En cas de liquidation judiciaire, le juge tient également compte de leur qualité de bénévole avant de prononcer une éventuelle condamnation à combler sur leurs biens propres les dettes de l'association.

Par ailleurs, en cas de faute de gestion, les dirigeants d'associations peuvent voir leur responsabilité financière atténuée en faisant valoir l'« exception de négligence » prévue dans le Code de commerce.

Si plusieurs dirigeants sont fautifs, le tribunal peut les déclarer solidairement responsables.

Afin d'éviter que les dirigeants n'organisent leur insolvabilité, le tribunal peut également ordonner des mesures conservatoires à l'égard de leurs biens.

En cas d'inexécution de la décision, les dirigeants fautifs encourent la faillite personnelle ou l'interdiction de gérer.

Sort des sommes versées par les dirigeants

Les sommes versées par les dirigeants entrent dans le patrimoine de l'association. Elles sont réparties entre les créanciers au prorata de leurs créances.

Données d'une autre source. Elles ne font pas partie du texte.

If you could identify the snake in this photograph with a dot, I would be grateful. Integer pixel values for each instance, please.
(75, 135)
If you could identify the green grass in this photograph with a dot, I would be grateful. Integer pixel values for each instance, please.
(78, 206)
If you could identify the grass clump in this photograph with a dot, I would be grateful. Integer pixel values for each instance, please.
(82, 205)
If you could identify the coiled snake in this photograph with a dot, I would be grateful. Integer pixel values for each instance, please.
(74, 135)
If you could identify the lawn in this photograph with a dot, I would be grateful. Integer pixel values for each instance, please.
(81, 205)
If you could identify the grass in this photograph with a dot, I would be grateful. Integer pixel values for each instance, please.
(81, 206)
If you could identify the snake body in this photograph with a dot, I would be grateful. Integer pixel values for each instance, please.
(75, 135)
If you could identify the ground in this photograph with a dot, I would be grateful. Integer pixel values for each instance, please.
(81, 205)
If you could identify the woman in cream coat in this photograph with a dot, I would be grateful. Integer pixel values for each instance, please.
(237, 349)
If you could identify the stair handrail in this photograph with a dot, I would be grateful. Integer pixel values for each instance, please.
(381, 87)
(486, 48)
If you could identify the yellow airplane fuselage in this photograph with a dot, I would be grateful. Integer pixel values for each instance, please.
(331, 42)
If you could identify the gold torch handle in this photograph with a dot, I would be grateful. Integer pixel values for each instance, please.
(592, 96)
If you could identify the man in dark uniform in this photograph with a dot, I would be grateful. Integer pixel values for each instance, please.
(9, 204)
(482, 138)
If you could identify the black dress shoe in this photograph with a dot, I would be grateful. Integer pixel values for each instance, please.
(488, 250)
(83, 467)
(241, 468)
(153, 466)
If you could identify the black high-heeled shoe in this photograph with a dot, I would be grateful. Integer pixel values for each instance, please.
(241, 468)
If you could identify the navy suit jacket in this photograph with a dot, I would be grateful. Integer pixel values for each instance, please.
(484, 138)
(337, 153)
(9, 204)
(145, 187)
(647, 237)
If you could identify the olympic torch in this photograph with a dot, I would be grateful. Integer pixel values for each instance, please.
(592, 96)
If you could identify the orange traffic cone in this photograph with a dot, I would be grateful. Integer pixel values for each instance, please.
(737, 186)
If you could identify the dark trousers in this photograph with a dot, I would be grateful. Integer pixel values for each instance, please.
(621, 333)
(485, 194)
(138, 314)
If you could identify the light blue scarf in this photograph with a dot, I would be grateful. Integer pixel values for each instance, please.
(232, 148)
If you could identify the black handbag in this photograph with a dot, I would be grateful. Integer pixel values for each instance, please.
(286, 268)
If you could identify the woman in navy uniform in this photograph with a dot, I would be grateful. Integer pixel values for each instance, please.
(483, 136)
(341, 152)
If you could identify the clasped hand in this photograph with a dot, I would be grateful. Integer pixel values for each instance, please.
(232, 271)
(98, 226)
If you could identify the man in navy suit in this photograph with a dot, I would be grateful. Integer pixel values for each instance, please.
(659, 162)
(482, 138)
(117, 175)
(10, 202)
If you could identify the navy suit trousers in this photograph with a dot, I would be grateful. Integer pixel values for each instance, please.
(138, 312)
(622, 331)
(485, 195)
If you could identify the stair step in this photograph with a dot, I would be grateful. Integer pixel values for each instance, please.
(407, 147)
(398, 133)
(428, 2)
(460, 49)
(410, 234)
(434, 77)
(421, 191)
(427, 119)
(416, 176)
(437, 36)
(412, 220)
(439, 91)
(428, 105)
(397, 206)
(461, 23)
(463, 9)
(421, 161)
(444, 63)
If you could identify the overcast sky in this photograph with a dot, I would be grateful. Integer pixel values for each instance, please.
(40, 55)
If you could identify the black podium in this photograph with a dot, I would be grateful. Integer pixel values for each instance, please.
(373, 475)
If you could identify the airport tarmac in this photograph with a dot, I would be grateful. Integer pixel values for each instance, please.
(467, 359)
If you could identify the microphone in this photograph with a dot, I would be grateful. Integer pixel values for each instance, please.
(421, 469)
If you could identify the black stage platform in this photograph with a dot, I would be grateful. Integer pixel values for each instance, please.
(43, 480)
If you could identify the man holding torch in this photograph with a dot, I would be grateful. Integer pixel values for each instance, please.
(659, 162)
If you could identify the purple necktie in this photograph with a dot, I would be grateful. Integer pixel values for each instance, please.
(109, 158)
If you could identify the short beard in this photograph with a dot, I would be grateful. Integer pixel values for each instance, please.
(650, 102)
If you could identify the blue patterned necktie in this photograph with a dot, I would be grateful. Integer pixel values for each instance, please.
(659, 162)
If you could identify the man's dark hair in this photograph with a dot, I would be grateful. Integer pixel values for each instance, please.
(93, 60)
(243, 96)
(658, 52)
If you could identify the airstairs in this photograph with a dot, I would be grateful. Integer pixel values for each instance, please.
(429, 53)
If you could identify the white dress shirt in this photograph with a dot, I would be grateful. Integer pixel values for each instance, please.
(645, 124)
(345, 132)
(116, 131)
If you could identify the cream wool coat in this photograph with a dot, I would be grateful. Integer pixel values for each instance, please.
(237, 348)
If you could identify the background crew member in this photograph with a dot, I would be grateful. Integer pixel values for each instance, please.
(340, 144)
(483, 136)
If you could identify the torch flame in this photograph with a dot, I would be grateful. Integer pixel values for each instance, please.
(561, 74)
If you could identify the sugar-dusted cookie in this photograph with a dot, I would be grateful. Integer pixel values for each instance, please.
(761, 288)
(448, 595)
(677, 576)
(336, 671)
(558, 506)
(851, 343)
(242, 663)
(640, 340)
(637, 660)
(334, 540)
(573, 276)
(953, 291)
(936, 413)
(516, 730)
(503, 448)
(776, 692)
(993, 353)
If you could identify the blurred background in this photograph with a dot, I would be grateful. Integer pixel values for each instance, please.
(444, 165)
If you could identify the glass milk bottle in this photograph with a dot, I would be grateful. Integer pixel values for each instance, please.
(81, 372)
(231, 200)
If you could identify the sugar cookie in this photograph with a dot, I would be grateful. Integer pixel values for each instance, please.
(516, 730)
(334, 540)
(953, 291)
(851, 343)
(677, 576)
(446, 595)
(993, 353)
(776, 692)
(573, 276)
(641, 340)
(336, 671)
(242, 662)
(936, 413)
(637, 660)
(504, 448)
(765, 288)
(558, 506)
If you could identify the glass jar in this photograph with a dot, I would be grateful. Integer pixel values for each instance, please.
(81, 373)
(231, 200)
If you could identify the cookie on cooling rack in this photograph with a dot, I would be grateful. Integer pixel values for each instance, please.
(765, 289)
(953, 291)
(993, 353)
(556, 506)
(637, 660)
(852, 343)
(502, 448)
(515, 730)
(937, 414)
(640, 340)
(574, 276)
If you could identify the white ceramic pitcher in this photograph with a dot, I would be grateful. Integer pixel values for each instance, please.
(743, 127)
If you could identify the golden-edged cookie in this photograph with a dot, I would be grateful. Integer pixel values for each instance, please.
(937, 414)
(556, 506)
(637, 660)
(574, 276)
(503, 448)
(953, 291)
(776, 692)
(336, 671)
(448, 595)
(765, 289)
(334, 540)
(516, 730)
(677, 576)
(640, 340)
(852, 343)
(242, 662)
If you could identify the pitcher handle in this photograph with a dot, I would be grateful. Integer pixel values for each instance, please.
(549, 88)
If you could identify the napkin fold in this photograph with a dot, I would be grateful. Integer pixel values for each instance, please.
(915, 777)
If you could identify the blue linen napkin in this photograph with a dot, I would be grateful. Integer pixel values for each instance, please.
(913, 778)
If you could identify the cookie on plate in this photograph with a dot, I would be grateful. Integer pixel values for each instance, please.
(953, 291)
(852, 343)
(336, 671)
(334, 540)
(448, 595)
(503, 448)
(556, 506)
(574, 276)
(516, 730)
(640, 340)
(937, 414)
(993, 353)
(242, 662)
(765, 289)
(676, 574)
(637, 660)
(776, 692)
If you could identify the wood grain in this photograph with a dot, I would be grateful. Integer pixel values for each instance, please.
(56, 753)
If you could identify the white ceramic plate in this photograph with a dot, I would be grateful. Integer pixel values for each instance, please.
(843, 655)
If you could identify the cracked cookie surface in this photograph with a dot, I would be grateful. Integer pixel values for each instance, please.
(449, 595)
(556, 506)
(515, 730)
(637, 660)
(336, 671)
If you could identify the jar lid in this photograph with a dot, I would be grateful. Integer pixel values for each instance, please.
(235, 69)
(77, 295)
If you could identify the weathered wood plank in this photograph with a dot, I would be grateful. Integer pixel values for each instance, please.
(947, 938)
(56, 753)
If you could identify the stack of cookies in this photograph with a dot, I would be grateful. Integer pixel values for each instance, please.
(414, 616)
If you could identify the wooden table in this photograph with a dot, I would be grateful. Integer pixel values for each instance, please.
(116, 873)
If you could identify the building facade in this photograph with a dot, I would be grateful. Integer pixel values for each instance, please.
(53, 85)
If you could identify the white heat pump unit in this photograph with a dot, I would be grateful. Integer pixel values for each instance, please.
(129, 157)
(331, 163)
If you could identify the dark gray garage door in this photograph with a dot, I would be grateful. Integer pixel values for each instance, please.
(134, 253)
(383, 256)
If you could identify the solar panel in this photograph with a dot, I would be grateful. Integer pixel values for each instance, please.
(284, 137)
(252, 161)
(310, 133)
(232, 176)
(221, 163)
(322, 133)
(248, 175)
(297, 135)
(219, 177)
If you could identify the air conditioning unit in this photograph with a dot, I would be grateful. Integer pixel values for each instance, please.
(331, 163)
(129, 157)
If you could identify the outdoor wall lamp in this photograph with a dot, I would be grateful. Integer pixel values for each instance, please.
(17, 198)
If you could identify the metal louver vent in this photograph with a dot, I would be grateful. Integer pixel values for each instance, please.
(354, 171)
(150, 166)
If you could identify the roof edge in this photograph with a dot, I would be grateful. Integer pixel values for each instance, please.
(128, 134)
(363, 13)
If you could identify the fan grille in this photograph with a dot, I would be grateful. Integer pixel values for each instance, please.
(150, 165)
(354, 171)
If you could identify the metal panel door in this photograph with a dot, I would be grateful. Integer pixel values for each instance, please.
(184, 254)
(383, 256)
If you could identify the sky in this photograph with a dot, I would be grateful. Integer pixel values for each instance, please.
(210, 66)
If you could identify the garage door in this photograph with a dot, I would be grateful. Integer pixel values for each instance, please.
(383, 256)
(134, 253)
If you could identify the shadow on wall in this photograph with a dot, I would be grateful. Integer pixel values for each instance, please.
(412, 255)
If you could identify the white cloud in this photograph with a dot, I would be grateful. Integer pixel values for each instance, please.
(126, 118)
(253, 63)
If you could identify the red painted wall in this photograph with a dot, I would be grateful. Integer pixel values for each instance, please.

Par ailleurs, il est impossible aux dirigeants sanctionnés, qui seraient par ailleurs créanciers de l'association, de participer aux répartitions et de récupérer ainsi une partie des sommes auxquelles ils ont été condamnés.

La faillite personnelle

Dans le cadre d'une procédure de redressement ou de liquidation judiciaire, un dirigeant de fait ou de droit d'une association peut également faire l'objet d'une déclaration de faillite personnelle lorsqu'il :

  • a fait des biens ou du crédit de l'association un usage contraire à l'intérêt de celle-ci à des fins personnelles ou pour favoriser une autre personne morale dans laquelle elle était intéressée directement ou indirectement,
  • a disposé des biens de l'association comme des siens propres,
  • a détourné ou dissimulé tout ou partie de l'actif ou frauduleusement augmenté le passif de l'association,
  • a poursuivi abusivement, dans un intérêt personnel, une exploitation déficitaire qui ne pouvait conduire qu'à la cessation des paiements de l'association.

La faillite personnelle est prononcée pour une durée maximale de quinze années, et emporte interdiction de gérer, directement ou indirectement, toute personne morale à but lucratif ou non.

Elle peut en outre être accompagnée d'une incapacité d'exercer une fonction publique élective pour une durée maximale de cinq années. Le tribunal peut néanmoins se limiter à une interdiction d'exercer certaines activités de gestionnaire qu'il définit.

La banqueroute

La banqueroute est une infraction pénale qui a pour objet de sanctionner des comportements volontairement préjudiciables aux intérêts d'une association liquidée ou de ses créanciers ou de nature à compromettre le bon déroulement d'une liquidation.

Elle peut être prononcée à l'égard de dirigeants ayant :

  • dans l'intention d'éviter ou de retarder l'ouverture de la procédure de redressement judiciaire ou de liquidation judiciaire, soit fait des achats en vue d'une revente au-dessous du cours, soit employé des moyens ruineux pour se procurer des fonds ;
  • détourné ou dissimulé tout ou partie de l'actif de l'association ;
  • tenu une comptabilité fictive ou fait disparaître des documents comptables de l'association ou s'être abstenu de tenir toute comptabilité lorsque les textes applicables en font obligation ;
  • frauduleusement augmenté le passif de l'association ;
  • tenu une comptabilité manifestement incomplète ou irrégulière au regard des dispositions légales.

Cette infraction est punie de cinq ans d'emprisonnement et de 75 000 euros d'amende pour les personnes physiques, outre des peines complémentaires (interdiction des droits civils, civiques et de famille, interdiction d'émettre des chèques, exclusion des marchés publics, interdiction d'exercer certaines fonctions publiques ou professionnelles).

Depuis une décision du conseil constitutionnel du 29 septembre 2016, un dirigeant qui s'est vu condamner pour banqueroute ne peut plus voir prononcer à son encontre la faillite ou une interdiction de gérer.